Now that there was no need for her to struggle with brewing tea on an open fire or make sure the children didn’t burn their only piece of toast, she didn’t hurry. She tried to collect her thoughts and fit together what Bridget had told her and the rumours of a surrender that had reached the Royal Hibernian Hotel before they left after lunch.

Bridget was quite transformed. The quiet girl her sister was so ready to boss had emerged from the week much stronger in herself. She wondered if she should be glad that the rebels had allowed women to take their part as equals in the struggle, facing the same dangers as the men, or sorry that the women had not stood up and suggested that there was some other way. But then, the men wouldn’t have listened anyway.

The deaths of so many weighed upon her. Bad enough the Volunteers, or the Citizen’s Army, who’d known what they were choosing, or the soldiers who’d been trained for the job. Much worse were the civilians, the men, women and children caught in cross-fire, shot in their own homes or fleeing from the fires, left without food or shelter, their livelihood destroyed. What of them? What choice had they been given?

Sarah made the bed and tidied the room, quite forgetting that Maureen and Bridget would expect
to do it after they’d served breakfast and cleared up afterwards. She paused by the window, the curtains now drawn back, the sunlight beaming down on the narrow strip of garden.

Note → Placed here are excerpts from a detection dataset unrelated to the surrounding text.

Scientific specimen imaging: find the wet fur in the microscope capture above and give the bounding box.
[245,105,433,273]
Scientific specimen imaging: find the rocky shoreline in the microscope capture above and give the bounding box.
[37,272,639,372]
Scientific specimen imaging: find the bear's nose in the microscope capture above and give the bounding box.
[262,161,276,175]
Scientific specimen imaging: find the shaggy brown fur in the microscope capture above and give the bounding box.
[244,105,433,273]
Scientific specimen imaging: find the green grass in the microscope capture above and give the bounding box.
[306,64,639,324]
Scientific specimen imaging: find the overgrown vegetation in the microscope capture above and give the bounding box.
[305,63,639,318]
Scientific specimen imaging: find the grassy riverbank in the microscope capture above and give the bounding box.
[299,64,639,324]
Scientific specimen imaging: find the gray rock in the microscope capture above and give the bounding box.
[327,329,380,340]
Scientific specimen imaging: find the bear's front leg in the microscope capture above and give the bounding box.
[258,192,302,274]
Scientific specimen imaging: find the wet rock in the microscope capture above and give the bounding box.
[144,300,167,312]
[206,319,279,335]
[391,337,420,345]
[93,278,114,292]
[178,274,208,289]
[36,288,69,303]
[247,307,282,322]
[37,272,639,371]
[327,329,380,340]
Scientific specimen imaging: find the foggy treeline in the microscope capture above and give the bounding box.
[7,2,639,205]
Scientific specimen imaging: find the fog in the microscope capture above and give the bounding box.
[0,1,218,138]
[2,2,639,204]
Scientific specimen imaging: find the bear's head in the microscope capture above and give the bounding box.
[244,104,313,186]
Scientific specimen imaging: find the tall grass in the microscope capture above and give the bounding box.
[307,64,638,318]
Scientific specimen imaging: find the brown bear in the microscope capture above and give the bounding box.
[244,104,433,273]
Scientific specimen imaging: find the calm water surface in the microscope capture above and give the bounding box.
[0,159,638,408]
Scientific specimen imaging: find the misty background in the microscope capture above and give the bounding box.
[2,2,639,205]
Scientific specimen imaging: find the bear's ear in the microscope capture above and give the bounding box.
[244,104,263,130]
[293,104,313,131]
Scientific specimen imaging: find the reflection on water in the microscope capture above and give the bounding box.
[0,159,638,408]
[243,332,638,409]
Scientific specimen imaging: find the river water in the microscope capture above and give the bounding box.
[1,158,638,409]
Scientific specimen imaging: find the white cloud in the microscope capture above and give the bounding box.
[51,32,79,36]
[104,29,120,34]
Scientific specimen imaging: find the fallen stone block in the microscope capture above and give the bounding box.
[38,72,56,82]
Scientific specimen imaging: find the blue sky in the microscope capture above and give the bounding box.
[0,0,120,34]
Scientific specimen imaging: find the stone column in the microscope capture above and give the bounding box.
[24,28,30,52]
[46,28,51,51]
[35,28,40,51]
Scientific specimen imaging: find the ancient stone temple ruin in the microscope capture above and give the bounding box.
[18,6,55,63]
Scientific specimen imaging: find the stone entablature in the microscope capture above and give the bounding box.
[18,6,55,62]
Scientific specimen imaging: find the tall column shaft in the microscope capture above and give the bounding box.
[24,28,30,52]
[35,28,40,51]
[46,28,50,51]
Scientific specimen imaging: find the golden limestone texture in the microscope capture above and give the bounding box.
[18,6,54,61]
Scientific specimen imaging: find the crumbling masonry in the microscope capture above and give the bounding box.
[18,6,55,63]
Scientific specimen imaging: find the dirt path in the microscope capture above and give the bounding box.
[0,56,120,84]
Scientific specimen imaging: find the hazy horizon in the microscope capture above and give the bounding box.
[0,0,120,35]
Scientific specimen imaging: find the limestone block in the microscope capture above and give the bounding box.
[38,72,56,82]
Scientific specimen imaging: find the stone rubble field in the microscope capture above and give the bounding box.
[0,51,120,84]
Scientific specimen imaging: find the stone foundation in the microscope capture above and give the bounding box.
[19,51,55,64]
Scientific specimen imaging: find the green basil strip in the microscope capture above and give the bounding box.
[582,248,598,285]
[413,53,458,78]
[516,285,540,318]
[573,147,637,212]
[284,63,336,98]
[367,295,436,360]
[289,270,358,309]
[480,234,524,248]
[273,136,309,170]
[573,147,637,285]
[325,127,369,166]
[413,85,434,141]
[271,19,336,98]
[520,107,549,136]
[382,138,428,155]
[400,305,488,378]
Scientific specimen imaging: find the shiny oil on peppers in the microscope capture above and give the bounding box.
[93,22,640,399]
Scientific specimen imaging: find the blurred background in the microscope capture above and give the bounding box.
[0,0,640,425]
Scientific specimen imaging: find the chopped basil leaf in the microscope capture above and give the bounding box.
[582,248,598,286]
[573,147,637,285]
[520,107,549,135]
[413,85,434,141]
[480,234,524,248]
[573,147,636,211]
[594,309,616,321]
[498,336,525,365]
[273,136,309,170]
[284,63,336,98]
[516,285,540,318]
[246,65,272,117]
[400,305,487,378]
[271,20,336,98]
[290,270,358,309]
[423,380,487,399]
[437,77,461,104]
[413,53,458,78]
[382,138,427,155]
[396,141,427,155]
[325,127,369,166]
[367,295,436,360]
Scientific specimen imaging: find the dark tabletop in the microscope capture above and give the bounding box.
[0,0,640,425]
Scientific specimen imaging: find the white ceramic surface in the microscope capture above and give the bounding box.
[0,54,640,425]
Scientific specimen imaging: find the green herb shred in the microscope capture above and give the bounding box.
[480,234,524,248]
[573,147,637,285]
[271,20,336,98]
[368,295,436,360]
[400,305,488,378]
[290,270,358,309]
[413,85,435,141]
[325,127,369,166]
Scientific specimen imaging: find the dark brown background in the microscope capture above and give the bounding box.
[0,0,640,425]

An elderly magnolia had come into bloom in the course of the week. The waxy, white spires had begun to open on the south-facing side of the tree as if nothing whatever had disturbed their yearly routine. The pink tinted cups held up their petals to the morning sun.

‘Come in.’

Sarah turned quickly when she heard a knock at the door. Maureen came across the room towards her and dropped down into a chair in front of her.